As for Dogecoin, it is hard to say what such on-chain activity signals.
«It is quite possible that new entrants have longer-term plans for the coin than those who held DOGE in previous eras», says Galaxy Digital Research.
For the meme cryptocurrency, daily transactions and the amount of value transferred remain well below those of digital gold. The main reasons are underdeveloped infrastructure and, consequently, limited use cases for the asset.
The chart below shows that in all prior years Bitcoin substantially exceeded the meme cryptocurrency in the volume of value transferred. The situation changed in early 2021 amid the Dogecoin hype.
Beyond rising transaction counts and value transferred the average Dogecoin transaction fee rose.
Galaxy Digital Research experts concluded that the cost of a 51% attack on Bitcoin is 11 times higher than on Litecoin. Since Dogecoin is mined via merged mining with ‘digital silver,’ the same applies to DOGE. In their calculations, researchers used data on SHA-256 and Scrypt hash rates from NiceHash and HowManyConfs.com.
Historically, Dogecoin miners considered merged mining revenues a small additional income at marginal costs. With the recent price rally, DOGE’s share of miner revenues surpassed LTC’s.
That development spurred a rise in mining hardware prices that use the Scrypt algorithm. Bitmain’s popular Antminer L3 rose from $83.26 to $547.71 since the start of the year, according to Hashrate Index.
Dogecoin has overtaken Litecoin by market capitalization — the first such case among merged-mined coins.
Conclusions
Dogecoin is among the oldest cryptocurrencies. It was conceived as a joke, not to enrich a small circle of individuals.

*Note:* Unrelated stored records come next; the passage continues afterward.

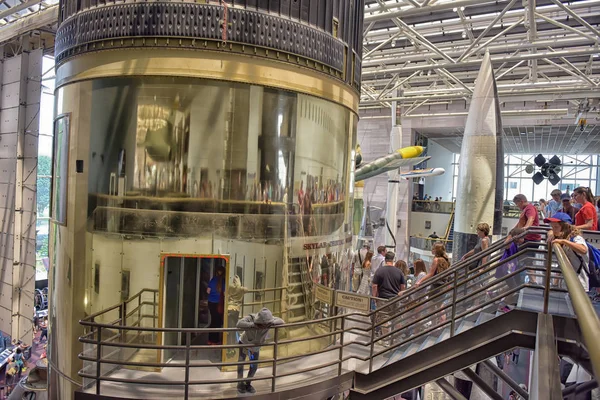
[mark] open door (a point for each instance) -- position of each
(193, 294)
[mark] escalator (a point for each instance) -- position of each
(472, 317)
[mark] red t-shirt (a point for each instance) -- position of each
(587, 212)
(528, 212)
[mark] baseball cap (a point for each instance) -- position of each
(559, 217)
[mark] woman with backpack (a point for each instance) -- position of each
(587, 217)
(570, 239)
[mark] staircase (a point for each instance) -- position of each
(299, 291)
(442, 331)
(449, 235)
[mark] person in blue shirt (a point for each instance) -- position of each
(216, 304)
(554, 204)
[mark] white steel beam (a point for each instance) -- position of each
(475, 63)
(567, 27)
(576, 17)
(420, 38)
(486, 30)
(416, 11)
(568, 71)
(380, 45)
(531, 35)
(500, 34)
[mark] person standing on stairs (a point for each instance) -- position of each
(256, 328)
(387, 283)
(484, 241)
(529, 218)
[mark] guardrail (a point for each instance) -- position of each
(439, 304)
(586, 314)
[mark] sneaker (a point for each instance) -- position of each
(250, 388)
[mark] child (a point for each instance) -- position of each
(11, 372)
(20, 361)
(256, 327)
(44, 327)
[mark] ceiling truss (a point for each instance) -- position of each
(420, 52)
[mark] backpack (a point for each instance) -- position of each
(594, 264)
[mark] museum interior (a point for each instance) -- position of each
(300, 199)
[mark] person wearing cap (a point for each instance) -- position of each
(554, 204)
(569, 238)
(256, 328)
(566, 206)
(388, 282)
(586, 217)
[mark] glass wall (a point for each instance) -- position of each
(44, 167)
(576, 170)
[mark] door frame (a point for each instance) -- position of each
(160, 356)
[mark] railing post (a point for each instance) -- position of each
(123, 320)
(154, 316)
(452, 322)
(547, 279)
(188, 339)
(98, 357)
(275, 346)
(341, 346)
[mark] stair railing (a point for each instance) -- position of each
(457, 279)
(584, 310)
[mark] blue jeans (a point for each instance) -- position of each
(252, 356)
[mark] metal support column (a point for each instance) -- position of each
(19, 112)
(391, 208)
(545, 383)
(509, 381)
(449, 389)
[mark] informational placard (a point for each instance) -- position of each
(323, 293)
(352, 300)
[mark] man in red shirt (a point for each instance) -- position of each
(529, 218)
(587, 217)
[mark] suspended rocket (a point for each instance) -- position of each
(404, 157)
(481, 166)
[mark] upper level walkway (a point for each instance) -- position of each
(460, 318)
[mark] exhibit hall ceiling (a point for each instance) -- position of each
(425, 55)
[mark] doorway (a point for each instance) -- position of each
(186, 300)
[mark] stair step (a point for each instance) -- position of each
(429, 341)
(445, 335)
(465, 326)
(412, 349)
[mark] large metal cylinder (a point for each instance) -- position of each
(199, 130)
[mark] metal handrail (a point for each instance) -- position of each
(412, 313)
(584, 310)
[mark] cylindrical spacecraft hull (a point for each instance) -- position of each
(481, 166)
(199, 147)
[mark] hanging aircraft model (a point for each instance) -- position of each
(404, 157)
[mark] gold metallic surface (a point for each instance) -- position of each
(208, 65)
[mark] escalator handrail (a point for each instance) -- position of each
(584, 310)
(497, 245)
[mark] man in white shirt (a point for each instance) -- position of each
(554, 204)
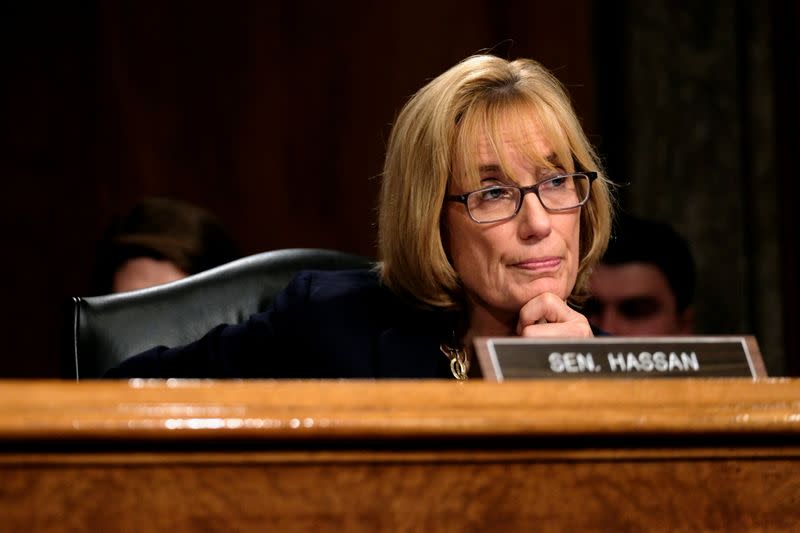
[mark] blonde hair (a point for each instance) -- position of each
(439, 125)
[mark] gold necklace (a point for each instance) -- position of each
(459, 361)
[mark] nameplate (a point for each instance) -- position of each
(503, 358)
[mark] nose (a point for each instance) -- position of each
(534, 219)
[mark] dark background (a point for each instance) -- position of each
(274, 115)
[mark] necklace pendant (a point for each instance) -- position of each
(459, 361)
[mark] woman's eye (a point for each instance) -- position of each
(495, 193)
(557, 183)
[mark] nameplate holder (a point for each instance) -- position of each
(504, 358)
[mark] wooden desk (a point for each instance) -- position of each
(663, 455)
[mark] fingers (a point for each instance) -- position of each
(547, 315)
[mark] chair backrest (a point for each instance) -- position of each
(105, 330)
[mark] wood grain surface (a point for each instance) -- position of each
(677, 455)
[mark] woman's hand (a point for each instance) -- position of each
(547, 315)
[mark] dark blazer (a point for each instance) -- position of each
(341, 324)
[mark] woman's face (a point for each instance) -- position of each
(504, 265)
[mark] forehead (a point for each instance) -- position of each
(510, 136)
(522, 139)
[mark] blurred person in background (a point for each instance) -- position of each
(158, 241)
(644, 284)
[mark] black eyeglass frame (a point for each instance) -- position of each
(464, 198)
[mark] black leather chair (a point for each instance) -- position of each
(104, 330)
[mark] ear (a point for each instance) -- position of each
(686, 321)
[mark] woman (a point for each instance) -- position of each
(492, 211)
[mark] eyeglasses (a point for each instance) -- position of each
(502, 202)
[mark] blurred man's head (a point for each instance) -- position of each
(645, 282)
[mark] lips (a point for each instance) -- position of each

No premine or presale preceded its creation; the project did not partake in VC rounds.
The meme cryptocurrency’s developers did not call it the ‘Bitcoin killer’, did not promise rainbow prospects, and did not seek grants. There was no marketing push or token sale. The community grew and evolved largely ‘for fun’, raising funds for various initiatives as well.
Despite the founders’ departure, a flawed monetary policy and extremely low developer activity, the project survived. Its price, market capitalization and on‑chain activity reached unprecedented levels.
Yet Dogecoin has a number of serious drawbacks:
- Supply of the meme cryptocurrency is distributed unevenly, skewed toward large holders;
- Active addresses and on‑chain activity metrics are well below those of Bitcoin;
- Historically, the volume of value transferred through the network has always been low (the metric spiked only on the 2021 hype);
- One of the least actively developed projects;
- Underdeveloped infrastructure;
- 11 times less resistant to a 51% attack than Bitcoin;
- The price is significantly susceptible to manipulation, potentially driven by a single well-known individual.
Despite these drawbacks, it remains a genuinely significant and well-known project. Perhaps, with a second wind, the Dogecoin story has only just begun.